Irresistible temptation for the shopaholic

The traveling weekly market

Robert Nordvall
March 20, 2008

I confess to an addiction that has caused me to have to find ways constantly to expand the clothes storage space in my apartment. Others, however, may be able to enjoy the experience of the traveling market in a more balanced fashion.


In most Italian cities, the traveling market arrives once or twice a week. In Florence, it comes to the Cascine on Tuesdays. From cosmetics to shoes, from jewelry to gadgets, the markets offer a wide range of goods. The substance of the market, however is clothes, new and used.


The stalls selling new clothing tend to specialize in a single type or a few types of garments. The inventory tends to be constant; you don't find a lot of new items every time the market comes to town. The prices also are usually stable. The lowest-cost merchandise, no surprise, comes from China. Often a vendor will note if his goods are made in Italy. These stands provide an excellent reference point for the shopper with a specific item in mind. If you want a cashmere/merino blend sweater, it is easy to compare prices and styles between the market table that has these sweaters and what is available in local shops. Usually the market price is cheaper, but this may not be the case during the sales at the shops.

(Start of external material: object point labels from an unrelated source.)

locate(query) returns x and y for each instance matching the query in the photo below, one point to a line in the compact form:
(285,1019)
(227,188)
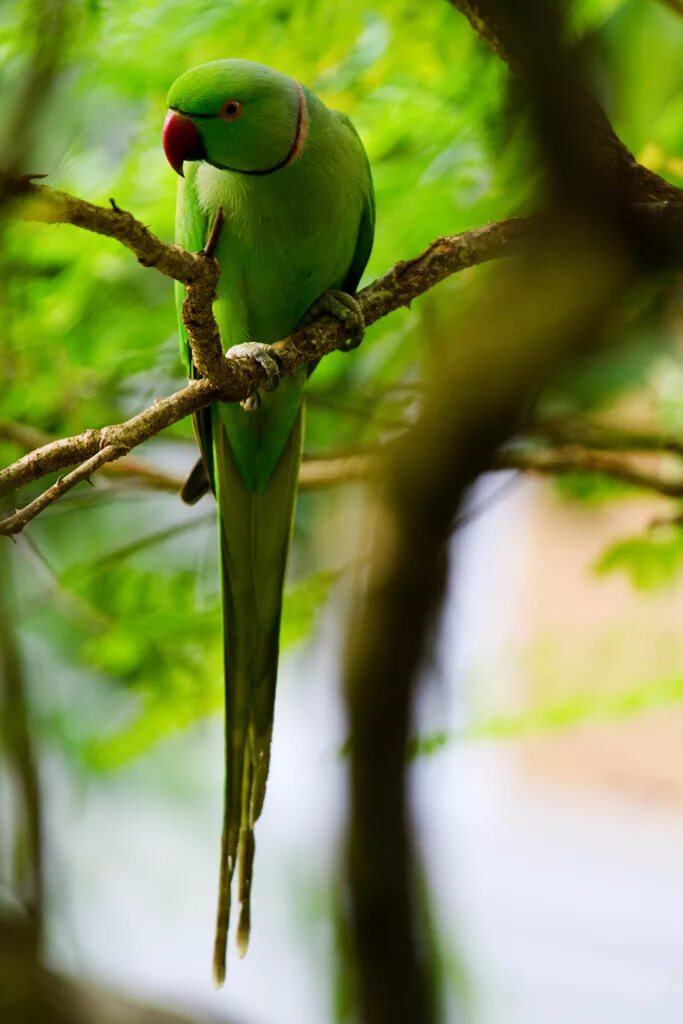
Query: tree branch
(242,377)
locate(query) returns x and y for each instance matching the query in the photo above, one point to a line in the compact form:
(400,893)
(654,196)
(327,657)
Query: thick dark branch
(502,27)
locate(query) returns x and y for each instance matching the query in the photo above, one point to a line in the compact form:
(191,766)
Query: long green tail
(255,527)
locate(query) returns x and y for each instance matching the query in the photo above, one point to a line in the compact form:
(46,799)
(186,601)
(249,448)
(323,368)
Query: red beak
(180,140)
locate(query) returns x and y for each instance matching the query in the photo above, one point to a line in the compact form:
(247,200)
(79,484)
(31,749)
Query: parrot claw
(266,357)
(343,307)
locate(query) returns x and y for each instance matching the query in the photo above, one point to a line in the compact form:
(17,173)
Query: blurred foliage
(650,561)
(117,589)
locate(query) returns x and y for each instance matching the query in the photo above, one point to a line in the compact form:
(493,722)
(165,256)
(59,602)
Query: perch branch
(243,377)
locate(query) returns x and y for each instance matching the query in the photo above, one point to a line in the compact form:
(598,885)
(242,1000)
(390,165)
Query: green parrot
(293,181)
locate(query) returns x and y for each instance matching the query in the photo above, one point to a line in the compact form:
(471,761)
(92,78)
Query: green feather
(288,236)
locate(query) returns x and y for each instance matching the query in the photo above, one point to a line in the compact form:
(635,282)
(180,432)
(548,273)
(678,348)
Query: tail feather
(255,529)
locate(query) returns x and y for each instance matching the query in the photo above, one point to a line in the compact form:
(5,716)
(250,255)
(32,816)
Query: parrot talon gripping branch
(294,184)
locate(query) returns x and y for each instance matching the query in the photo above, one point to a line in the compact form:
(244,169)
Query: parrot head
(236,115)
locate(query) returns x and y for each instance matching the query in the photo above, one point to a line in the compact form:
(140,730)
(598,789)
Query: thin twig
(15,523)
(243,377)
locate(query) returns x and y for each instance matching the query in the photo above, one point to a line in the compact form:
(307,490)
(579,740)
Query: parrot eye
(230,110)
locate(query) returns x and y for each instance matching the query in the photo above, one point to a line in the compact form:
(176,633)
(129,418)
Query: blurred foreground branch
(539,314)
(20,764)
(93,449)
(30,993)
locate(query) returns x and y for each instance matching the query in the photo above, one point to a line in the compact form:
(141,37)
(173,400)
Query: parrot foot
(265,356)
(343,307)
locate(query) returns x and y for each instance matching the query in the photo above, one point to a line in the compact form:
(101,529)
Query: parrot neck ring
(181,140)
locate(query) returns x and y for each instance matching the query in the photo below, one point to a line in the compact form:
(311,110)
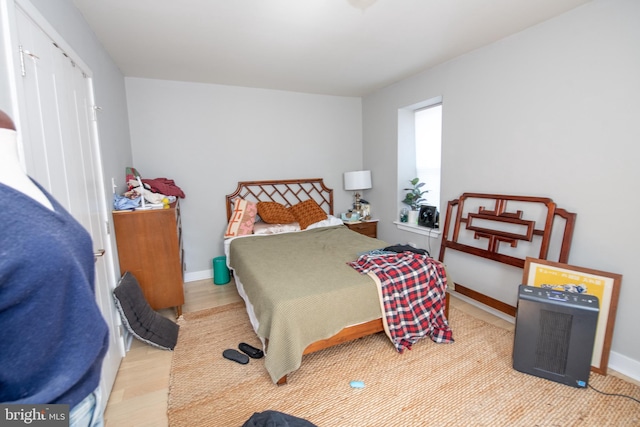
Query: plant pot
(413,217)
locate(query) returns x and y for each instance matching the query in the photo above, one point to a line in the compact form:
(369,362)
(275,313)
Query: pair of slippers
(242,358)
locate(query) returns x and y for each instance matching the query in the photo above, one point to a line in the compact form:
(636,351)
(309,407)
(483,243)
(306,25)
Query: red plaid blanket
(413,294)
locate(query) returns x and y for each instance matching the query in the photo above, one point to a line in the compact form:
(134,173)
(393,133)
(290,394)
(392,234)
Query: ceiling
(334,47)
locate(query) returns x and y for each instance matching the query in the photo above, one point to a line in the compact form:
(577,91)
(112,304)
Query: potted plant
(414,199)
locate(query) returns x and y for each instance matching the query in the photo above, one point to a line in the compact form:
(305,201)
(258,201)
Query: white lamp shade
(357,180)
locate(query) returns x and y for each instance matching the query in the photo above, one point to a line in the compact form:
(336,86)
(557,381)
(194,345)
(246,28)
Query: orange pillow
(274,213)
(242,219)
(307,213)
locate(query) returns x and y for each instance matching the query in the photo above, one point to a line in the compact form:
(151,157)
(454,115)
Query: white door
(59,136)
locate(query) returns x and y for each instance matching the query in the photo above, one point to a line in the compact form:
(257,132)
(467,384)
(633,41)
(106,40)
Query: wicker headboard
(506,229)
(287,192)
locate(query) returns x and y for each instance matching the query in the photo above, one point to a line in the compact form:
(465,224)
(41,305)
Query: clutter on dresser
(142,194)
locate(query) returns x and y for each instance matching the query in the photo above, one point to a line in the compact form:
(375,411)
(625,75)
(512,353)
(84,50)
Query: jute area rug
(468,383)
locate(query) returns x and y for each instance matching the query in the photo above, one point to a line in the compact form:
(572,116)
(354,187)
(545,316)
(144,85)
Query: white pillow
(330,221)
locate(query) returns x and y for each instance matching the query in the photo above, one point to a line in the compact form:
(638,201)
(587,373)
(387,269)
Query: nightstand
(368,228)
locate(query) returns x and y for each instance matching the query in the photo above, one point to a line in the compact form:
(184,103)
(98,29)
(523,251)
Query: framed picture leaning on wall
(569,278)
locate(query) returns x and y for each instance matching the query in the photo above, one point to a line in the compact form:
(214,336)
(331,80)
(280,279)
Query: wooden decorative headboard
(506,229)
(287,192)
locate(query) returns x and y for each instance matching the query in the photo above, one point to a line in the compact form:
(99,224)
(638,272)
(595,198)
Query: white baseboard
(198,275)
(484,307)
(625,365)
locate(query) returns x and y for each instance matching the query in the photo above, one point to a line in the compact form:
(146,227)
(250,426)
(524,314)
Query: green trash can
(220,271)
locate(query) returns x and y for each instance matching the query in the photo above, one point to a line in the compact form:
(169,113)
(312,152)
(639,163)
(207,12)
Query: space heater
(554,335)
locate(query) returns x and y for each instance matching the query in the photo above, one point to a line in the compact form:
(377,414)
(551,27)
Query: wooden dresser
(150,247)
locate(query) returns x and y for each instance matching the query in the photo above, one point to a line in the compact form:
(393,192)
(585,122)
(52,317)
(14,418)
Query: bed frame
(507,230)
(290,192)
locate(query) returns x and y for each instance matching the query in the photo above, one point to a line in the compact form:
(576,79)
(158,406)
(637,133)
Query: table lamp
(357,181)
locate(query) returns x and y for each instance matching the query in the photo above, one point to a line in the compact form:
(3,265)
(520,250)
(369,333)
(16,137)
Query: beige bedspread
(302,290)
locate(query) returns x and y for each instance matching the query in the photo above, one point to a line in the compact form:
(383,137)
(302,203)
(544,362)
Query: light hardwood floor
(139,395)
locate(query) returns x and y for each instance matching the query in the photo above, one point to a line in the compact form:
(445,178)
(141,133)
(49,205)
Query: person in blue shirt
(53,335)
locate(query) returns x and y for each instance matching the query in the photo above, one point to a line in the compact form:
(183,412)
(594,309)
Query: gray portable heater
(555,332)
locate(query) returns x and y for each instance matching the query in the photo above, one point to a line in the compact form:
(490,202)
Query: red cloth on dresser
(164,186)
(413,294)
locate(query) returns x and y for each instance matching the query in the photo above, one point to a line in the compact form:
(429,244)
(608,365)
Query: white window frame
(407,168)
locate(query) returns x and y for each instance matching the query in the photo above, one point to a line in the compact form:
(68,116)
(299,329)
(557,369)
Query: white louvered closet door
(59,133)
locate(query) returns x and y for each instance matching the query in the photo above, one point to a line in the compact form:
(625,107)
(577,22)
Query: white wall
(551,111)
(208,137)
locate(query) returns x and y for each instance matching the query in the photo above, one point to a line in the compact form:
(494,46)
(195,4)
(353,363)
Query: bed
(302,297)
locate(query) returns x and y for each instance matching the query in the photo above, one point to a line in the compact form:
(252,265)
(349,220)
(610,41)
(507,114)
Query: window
(419,155)
(428,138)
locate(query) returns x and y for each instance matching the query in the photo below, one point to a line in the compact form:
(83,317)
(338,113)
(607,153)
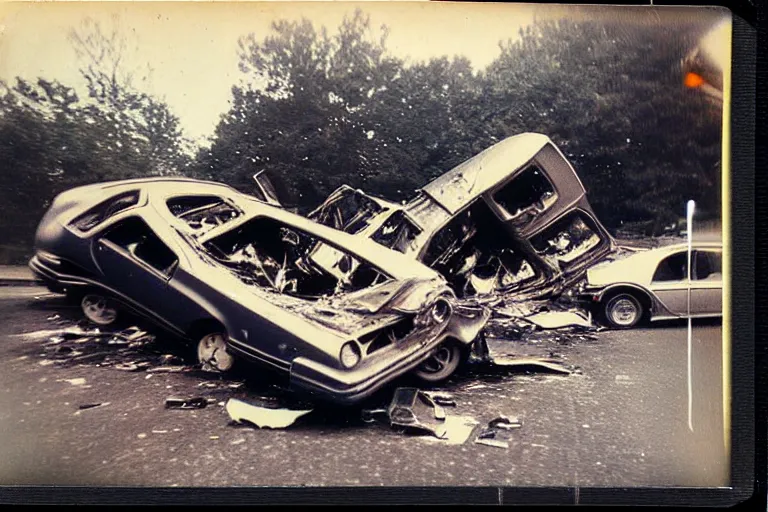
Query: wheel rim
(441,363)
(98,309)
(212,353)
(623,311)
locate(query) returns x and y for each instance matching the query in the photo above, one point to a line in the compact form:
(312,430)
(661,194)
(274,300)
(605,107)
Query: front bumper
(350,386)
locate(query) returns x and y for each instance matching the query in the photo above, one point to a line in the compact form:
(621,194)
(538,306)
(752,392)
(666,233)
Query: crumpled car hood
(408,296)
(361,311)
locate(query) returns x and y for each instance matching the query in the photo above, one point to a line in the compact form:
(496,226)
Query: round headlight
(350,354)
(441,310)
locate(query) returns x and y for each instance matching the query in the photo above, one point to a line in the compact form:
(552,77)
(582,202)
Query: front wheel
(623,311)
(443,362)
(98,309)
(212,353)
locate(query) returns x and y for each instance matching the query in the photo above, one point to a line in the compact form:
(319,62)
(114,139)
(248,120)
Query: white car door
(670,283)
(707,283)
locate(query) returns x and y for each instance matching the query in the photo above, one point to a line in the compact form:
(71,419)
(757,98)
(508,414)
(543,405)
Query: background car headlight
(441,310)
(350,354)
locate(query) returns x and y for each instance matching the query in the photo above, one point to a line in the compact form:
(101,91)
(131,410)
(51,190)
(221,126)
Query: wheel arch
(202,326)
(645,298)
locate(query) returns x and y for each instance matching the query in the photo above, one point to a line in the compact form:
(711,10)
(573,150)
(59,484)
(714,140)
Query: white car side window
(672,268)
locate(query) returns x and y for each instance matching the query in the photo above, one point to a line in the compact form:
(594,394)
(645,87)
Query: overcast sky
(192,47)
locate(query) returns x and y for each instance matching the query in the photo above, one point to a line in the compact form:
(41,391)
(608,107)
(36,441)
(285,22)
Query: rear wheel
(99,309)
(212,353)
(443,362)
(623,311)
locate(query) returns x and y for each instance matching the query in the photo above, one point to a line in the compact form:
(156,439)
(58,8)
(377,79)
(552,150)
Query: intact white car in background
(653,285)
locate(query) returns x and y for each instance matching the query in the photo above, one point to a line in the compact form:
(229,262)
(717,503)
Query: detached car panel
(341,315)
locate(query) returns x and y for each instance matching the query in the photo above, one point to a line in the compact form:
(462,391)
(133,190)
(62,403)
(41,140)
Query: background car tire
(622,311)
(442,364)
(212,353)
(99,309)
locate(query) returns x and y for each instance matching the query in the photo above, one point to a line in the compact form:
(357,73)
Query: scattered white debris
(559,319)
(262,417)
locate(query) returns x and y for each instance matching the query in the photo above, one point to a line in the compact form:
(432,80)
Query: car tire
(99,309)
(622,311)
(443,363)
(212,353)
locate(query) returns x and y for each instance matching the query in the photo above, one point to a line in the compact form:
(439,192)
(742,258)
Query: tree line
(317,111)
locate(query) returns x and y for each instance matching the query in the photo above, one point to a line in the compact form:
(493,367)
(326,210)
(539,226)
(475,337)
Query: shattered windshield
(202,213)
(270,254)
(527,195)
(397,233)
(567,240)
(476,255)
(351,212)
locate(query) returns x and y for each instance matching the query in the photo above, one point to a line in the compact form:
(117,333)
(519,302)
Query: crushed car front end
(387,353)
(343,349)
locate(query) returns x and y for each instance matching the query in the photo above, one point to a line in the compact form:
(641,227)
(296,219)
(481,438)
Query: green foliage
(319,111)
(52,139)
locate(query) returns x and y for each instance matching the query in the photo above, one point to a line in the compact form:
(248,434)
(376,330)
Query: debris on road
(75,382)
(262,417)
(168,369)
(495,433)
(84,407)
(457,430)
(91,406)
(440,398)
(559,319)
(411,408)
(185,403)
(541,362)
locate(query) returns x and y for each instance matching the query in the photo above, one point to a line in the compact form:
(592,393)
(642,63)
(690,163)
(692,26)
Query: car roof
(465,182)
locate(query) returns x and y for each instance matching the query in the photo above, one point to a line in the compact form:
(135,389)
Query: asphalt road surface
(620,420)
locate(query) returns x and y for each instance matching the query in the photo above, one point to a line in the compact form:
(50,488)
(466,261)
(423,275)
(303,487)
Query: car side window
(105,210)
(202,213)
(449,238)
(708,266)
(134,236)
(672,268)
(527,195)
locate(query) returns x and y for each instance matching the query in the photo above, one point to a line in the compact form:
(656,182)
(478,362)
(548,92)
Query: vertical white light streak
(689,229)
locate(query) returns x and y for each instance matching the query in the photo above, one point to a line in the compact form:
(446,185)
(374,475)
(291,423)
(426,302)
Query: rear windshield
(527,195)
(203,213)
(397,233)
(351,212)
(568,239)
(278,257)
(105,210)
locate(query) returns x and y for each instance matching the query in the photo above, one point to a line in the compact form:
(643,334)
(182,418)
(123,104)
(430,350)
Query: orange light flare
(693,80)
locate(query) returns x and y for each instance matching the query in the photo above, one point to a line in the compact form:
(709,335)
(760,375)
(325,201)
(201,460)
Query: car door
(137,265)
(707,283)
(670,282)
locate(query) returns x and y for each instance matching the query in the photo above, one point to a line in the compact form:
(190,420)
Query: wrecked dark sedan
(340,315)
(512,219)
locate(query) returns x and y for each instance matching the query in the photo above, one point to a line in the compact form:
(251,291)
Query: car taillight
(350,355)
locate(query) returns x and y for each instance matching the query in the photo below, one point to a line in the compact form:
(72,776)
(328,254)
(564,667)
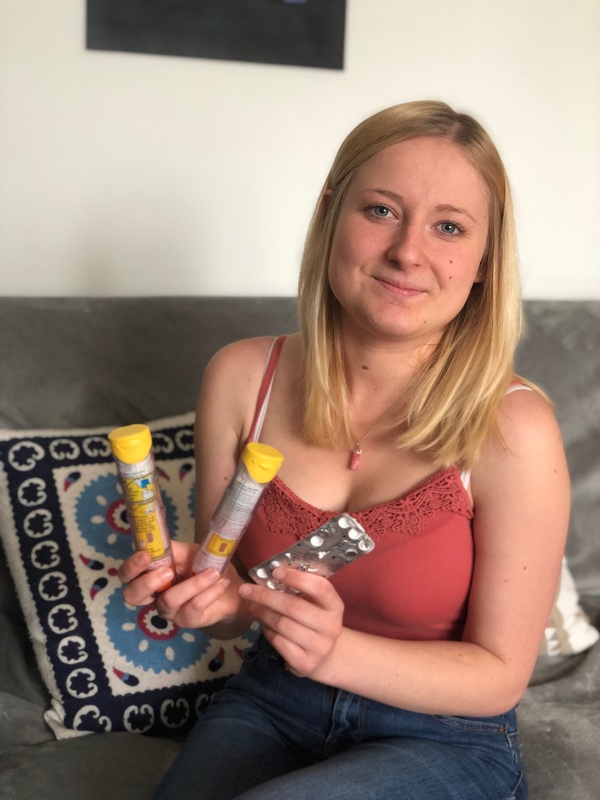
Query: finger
(189,600)
(142,590)
(315,588)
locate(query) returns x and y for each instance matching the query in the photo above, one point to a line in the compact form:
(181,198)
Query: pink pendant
(355,458)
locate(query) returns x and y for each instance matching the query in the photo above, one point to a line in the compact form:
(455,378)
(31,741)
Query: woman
(397,402)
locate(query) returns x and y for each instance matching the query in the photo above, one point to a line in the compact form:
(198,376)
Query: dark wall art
(303,33)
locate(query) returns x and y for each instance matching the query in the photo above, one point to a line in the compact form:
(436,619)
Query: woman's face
(410,236)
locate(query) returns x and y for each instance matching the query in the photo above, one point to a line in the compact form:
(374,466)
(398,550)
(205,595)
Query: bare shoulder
(229,390)
(239,360)
(526,421)
(530,447)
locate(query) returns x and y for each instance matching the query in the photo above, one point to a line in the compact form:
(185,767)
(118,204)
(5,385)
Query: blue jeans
(271,736)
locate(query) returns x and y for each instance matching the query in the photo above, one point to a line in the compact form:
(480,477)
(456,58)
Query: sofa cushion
(107,665)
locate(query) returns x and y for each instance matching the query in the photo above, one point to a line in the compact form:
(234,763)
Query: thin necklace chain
(356,452)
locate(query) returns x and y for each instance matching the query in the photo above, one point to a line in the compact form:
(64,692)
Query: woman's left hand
(304,627)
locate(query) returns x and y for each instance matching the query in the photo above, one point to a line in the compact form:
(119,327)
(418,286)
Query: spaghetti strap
(264,392)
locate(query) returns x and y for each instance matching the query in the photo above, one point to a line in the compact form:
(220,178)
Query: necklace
(356,451)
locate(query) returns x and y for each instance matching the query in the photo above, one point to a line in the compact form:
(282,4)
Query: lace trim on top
(287,514)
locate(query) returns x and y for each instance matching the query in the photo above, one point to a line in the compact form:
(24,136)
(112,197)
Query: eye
(379,211)
(450,228)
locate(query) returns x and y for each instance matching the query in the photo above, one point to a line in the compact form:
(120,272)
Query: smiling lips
(399,289)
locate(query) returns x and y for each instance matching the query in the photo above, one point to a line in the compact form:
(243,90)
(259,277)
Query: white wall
(127,174)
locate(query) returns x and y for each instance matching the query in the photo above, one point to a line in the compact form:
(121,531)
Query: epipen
(132,450)
(256,469)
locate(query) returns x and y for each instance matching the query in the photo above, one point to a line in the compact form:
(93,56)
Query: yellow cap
(262,461)
(131,443)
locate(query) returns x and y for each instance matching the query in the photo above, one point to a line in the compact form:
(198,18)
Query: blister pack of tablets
(339,542)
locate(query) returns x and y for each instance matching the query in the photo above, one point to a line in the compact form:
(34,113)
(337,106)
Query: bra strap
(265,388)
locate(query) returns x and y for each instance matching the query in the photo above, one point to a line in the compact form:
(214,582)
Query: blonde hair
(456,393)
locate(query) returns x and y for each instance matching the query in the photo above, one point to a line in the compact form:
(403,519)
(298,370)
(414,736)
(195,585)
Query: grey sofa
(69,363)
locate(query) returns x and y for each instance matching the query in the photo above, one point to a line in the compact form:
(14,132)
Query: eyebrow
(441,208)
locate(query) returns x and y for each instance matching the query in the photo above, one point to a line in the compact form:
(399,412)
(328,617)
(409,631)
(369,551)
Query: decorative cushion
(107,665)
(569,630)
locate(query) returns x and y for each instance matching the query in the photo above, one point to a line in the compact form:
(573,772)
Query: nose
(407,245)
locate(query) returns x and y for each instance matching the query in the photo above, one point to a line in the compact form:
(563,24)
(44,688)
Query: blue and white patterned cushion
(107,665)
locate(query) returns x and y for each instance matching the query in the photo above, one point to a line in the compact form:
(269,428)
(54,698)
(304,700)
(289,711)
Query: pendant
(355,457)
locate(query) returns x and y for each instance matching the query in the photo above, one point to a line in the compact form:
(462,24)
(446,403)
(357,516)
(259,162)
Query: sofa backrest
(79,362)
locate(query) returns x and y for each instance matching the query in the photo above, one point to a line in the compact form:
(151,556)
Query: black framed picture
(303,33)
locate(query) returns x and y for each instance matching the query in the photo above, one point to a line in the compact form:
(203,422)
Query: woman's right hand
(194,601)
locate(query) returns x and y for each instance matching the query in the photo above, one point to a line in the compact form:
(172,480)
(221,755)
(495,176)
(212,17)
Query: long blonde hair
(456,393)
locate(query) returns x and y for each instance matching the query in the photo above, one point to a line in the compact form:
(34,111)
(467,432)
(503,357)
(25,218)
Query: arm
(521,496)
(223,417)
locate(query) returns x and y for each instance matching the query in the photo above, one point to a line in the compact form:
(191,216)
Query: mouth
(399,288)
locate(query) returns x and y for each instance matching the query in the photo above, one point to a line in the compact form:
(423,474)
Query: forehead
(434,167)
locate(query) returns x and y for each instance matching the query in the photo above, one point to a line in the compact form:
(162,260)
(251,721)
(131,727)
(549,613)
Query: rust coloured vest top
(415,583)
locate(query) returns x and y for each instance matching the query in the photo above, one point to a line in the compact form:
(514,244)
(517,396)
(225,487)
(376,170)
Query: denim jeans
(272,736)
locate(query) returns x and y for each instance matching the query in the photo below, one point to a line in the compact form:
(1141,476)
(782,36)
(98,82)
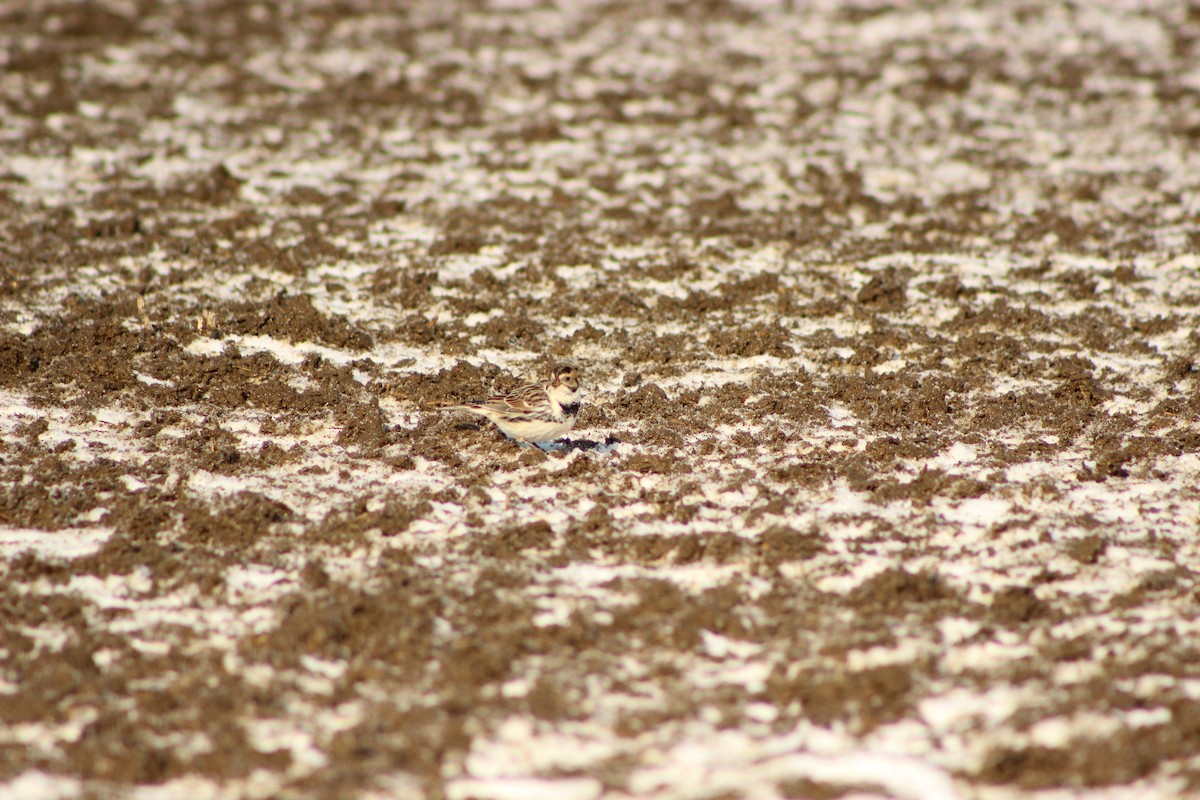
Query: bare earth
(887,480)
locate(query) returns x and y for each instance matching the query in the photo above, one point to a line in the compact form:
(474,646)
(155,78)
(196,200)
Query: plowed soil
(886,482)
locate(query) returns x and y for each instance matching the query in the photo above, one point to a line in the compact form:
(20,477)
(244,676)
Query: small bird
(535,413)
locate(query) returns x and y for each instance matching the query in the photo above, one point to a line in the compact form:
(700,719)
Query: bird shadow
(587,445)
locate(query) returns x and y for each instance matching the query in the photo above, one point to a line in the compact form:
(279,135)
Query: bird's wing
(527,398)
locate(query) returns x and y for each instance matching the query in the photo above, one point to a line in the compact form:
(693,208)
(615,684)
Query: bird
(535,413)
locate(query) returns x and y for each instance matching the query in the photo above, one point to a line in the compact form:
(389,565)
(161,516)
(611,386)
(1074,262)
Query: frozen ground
(887,486)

For me, the true pleasure of the market is the bargains at the used clothing sellers. Of course, thrift shops and Salvation Army stores exist in the USA, but they can't compete with the variety of selection and quality you find in Italy. The inventory at the used clothes stalls changes weekly. Among the items are always some brand new pieces that have found their way to this table.


Where do the clothes come from? Various groups that collect used clothing for charitable purposes sell lots to market vendors. Some pieces have been rejected by a store or individual because they have defects. (If a flaw is in a hidden place or hard to discern, I say, ‘who cares?'). Some come from dry cleaners where, apparently, the owner did not redeem them. Most of the inventory is made up of garments discarded because they are no longer on the cutting edge of style.


Not infrequently the sizes are mismarked-if they are marked at all. But the vendor can always give you a good estimate of the size. Unfortunately, the facilities for trying on clothes are usually limited or nonexistent. You cannot return what you buy from these sellers.


But the price of a mistake is not high when you are paying three euro for a shirt, skirt, dress or pair of pants, or six euro for a sports coat.


If what you like doesn't quite fit, consider whether it can be easily altered, particularly well-made men's clothing. At these low prices, it may be a bargain even after the cost of the tailor. For example, a size 56 cm pair of men's pants can easily be taken in to fit a 54 cm waist, and a 52 cm size can be let out to 54 cm if there is extra cloth in the back seam.


Although the majority of these pieces are from Italy, you find clothes from many European nations, especially Germany. I have even occasionally found clothes from the US (who knows how they got to the used clothing world of Italy). You soon learn the difference between labels that say ‘Made in Italy' and those that declare ‘Styled in Italy'. Occasionally the provenance will be only ‘Imported product'.


What about counterfeit name-brand clothing? Is the Armani jacket an original or a knock-off? Sophisticated buyers can probably answer this question upon close examination. On the other hand, if you like how it looks, and it cost only five euro, does it really matter if it is the real thing?


Clothes from Italy make an excellent gift for friends in your home nation. Italy has a high reputation for quality. The cloth in Italian garments is often exceptional. I usually mail such items in padded mailing envelopes, for which you do not have to complete a form indicating the contents and their value.


A warning. The market is a favorite locale for pickpockets. Keep your money in a safe place.


One final hint. The only source I have found in Florence that compares with the weekly markets for price and quality is the monthly thrift shop usually held the first Wednesday morning of every month (except during the summer) at St. James American Church on via Bernanrdo Rucellai.